Komponen ini umumnya ditambahkan ke dalam bahan pangan karena properti
antimikroba yang dimilikinya. Asam karboksilat lebih polar daripada asam
lipofilik dan umumnya digunakan karena efek secondary (rasa, pengkelat ion
logam, reaksi sinergis dengan antioksidan, mengkontrol pembentukan gel pektin,
mencegah pencoklatan) daripada efek antimikrobanya.
Efek antimikroba dari asam sangat bergantung pada pH dan pada bentuk
tidak terdisosiasi asam tersebut. Bagian yang tidak terdisosiasi dari suatu molekul
dipercaya merupakan faktor yang bertanggungjawab terhadap efek antimikroba.
Bentuk terdisosiasi asam lemah, tidak dapat menembus dinding sel
mikroorganisme. Bentuk tidak terdisosiasi dari asam lemah dapat menembus
bagian dalam sel dengan cepat karena kelarutannya dalam lemak sehingga mampu
berdifusi melewati plasma membran dan berdisosiasi di dalam sel.
Asam lipofilik dalam bentuk tidak terdisosiasi dapat menembus sel
mikroba, dan pada pH intraseluler yang lebih tinggi, terdisosiasi memproduksi ion
hidrogen, dan menggangu fungsi metabolisme esensial seperti translokasi substrat
dan fosforilasi oksidatif, serta menurunkan pH intraseluler mikroba. Oleh karena
itu, penggunaan asam yang bertujuan untuk pengawetan lebih baik digunakan
pada nilai pH yang mendekati pKa. Pada suatu nilai pH, asam yang memiliki nilai
pKa tertinggi, akan memiliki bentuk tidak terdisosiasi lebih banyak dan dengan
demikian memiliki aktivitas antimikroba yang lebih tinggi.
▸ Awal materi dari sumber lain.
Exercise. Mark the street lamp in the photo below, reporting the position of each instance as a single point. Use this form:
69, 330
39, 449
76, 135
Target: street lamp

Selama ini asam laktat merupakan pilihan yang utama sebagai bahan
pengasam dalam pembuatan tempe. Jika tidak mungkin memperoleh asam laktat,
asam cuka dapat digunakan sebagai alternatif. Jumlah asam yang ditambahkan
beragam tergantung suhu dan nilai pH akhir kedelai prefermentasi. Penggunaan
bahan pengasam menambah biaya produksi namun mempersingkat waktu
produksi tempe. Pengasaman kimiawi menguntungkan untuk produksi tempe
skala industri karena hanya membutuhkan waktu 2-3 jam bila dibandingkan
dengan cara tradisional yang membutuhkan waktu 20-30 jam.